A number of England's 'golden generation' have stepped into management in recent times, suffering largely mixed results. Steven Gerrard and Frank Lampard are the two most high profile examples, taking jobs at Rangers and Derby County respectively.
That pair are doing relatively well in their debut seasons, but there have certainly been bumps along the road. They are nothing compared to what Paul Scholes apparently had to deal with at Oldham Athletic, however.
Scholes took the job at his local club at a time when they were struggling at the bottom of League Two, hoping to turn around their fortunes after what had been a turbulent few years.
It was certainly a tough assignment in his first job in management, and the club sounded like a bit of a nightmare. He had to deal with the lack of basic necessities at times such as hot water or training equipment, but it was interference from the club's owner that was the main problem.
He started to tell Scholes who to select in the team, which ultimately led to his resignation. Speaking on BT Sport this evening, he said he could not work under those conditions:
"You always think you might be the one person to change it."
"Once I get told "Don't play him"... Then it's time to go."
No hot water and a LOT of other frustrations...
But still no regrets.
Paul Scholes gives an honest view of his time as Oldham boss 🙌#PLTonight pic.twitter.com/GUlj8BHAhF
— Football on BT Sport (@btsportfootball) April 13, 2019
I had heard loads of stories about interference and stuff. The first three weeks there was little bits. Not so much 'leave him out, he can't play, don't play him, play the player I said', there was nothing like that in the first three weeks.
There were subtle hints, yeah of course, but I'm not stupid enough to not realise what they are trying to do. In the last week there was a couple of issues with a couple of players. Experienced pros that I felt didn't deserve to be treated the way the club wanted to treat them.
I didn't need the hassle of that. I really like the players, really respected them and would have done anything for them. But once I get told 'don't play him', that's when it is time for me to go...
That only happened once, but that was the end of it.
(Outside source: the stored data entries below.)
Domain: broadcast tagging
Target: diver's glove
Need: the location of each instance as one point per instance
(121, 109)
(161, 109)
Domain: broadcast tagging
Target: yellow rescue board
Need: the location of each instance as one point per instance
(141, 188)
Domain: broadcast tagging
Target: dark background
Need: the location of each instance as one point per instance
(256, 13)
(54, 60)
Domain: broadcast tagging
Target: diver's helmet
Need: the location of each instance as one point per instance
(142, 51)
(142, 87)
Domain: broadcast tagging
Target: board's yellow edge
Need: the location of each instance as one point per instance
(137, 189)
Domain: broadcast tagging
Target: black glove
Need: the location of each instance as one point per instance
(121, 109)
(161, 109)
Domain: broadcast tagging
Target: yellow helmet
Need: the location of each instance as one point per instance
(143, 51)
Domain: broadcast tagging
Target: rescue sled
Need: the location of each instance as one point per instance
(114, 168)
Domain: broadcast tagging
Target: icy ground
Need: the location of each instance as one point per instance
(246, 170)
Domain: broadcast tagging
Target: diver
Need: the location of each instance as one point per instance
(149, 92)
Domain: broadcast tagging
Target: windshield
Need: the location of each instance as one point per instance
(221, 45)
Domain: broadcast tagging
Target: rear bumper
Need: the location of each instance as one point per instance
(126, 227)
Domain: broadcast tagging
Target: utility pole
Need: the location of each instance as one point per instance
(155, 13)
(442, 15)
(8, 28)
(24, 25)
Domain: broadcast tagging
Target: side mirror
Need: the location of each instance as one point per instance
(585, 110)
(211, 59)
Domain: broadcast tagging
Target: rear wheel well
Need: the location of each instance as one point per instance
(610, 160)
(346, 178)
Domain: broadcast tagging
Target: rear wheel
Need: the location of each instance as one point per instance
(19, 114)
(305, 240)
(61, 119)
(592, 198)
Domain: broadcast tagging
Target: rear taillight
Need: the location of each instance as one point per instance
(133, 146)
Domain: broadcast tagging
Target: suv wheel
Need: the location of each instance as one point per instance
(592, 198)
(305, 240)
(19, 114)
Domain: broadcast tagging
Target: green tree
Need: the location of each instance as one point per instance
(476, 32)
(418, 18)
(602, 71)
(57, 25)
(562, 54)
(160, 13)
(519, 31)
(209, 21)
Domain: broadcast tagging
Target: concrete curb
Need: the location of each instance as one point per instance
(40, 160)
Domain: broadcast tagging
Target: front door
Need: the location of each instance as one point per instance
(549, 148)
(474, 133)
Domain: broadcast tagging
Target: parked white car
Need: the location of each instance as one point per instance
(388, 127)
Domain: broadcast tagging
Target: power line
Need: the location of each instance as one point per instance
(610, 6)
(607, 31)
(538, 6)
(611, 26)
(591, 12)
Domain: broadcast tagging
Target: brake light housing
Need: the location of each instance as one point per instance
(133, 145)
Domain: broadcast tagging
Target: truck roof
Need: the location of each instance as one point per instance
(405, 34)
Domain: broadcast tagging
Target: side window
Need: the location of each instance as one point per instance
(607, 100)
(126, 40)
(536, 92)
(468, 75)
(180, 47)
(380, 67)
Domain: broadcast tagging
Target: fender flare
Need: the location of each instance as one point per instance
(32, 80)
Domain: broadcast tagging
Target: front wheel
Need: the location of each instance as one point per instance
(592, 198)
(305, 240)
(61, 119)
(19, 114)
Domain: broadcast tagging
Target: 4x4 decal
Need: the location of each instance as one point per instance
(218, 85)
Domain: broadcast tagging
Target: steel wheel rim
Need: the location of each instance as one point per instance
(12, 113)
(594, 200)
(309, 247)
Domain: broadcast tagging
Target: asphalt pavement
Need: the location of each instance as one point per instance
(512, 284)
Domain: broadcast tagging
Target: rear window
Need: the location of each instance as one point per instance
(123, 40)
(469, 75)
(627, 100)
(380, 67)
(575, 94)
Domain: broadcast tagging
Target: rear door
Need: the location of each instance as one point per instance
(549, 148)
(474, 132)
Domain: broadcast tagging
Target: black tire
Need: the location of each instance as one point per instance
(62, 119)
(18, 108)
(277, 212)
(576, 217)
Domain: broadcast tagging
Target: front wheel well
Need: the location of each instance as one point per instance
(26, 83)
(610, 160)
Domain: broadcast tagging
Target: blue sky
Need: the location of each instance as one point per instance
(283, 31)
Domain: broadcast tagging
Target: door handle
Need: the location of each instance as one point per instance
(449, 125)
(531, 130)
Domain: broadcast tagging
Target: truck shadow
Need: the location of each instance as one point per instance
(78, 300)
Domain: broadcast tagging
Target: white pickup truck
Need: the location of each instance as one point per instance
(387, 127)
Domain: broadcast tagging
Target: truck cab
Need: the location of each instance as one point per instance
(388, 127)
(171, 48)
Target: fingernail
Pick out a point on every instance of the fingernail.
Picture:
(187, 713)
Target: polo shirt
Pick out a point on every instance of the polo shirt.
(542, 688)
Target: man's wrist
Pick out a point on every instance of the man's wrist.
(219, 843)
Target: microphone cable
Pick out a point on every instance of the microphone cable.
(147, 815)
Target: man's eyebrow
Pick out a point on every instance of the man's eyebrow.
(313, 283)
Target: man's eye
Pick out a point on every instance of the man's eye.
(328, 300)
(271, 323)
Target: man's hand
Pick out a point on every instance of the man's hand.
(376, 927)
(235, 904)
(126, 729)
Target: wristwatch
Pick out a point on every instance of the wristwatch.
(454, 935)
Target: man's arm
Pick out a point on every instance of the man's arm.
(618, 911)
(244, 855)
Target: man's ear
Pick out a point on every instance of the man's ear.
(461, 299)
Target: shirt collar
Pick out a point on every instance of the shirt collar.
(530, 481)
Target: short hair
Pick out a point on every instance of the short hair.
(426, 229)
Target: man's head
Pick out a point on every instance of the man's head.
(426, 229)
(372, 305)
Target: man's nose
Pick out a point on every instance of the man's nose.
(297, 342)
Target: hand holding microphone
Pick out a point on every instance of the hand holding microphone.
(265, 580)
There were subtle hints along the way, but that was the end of it.
To be fair to Scholes, he does not absolve himself from all blame. You get the feeling that he thinks he could have performed better in the role, but the circumstances he was forced to work under would be difficult for any aspiring manager.
Despite all of those difficulties he still enjoyed his brief foray into management. It would not be surprising to see him join another club in the not too distant future, but this time he should probably be more careful in picking his destination.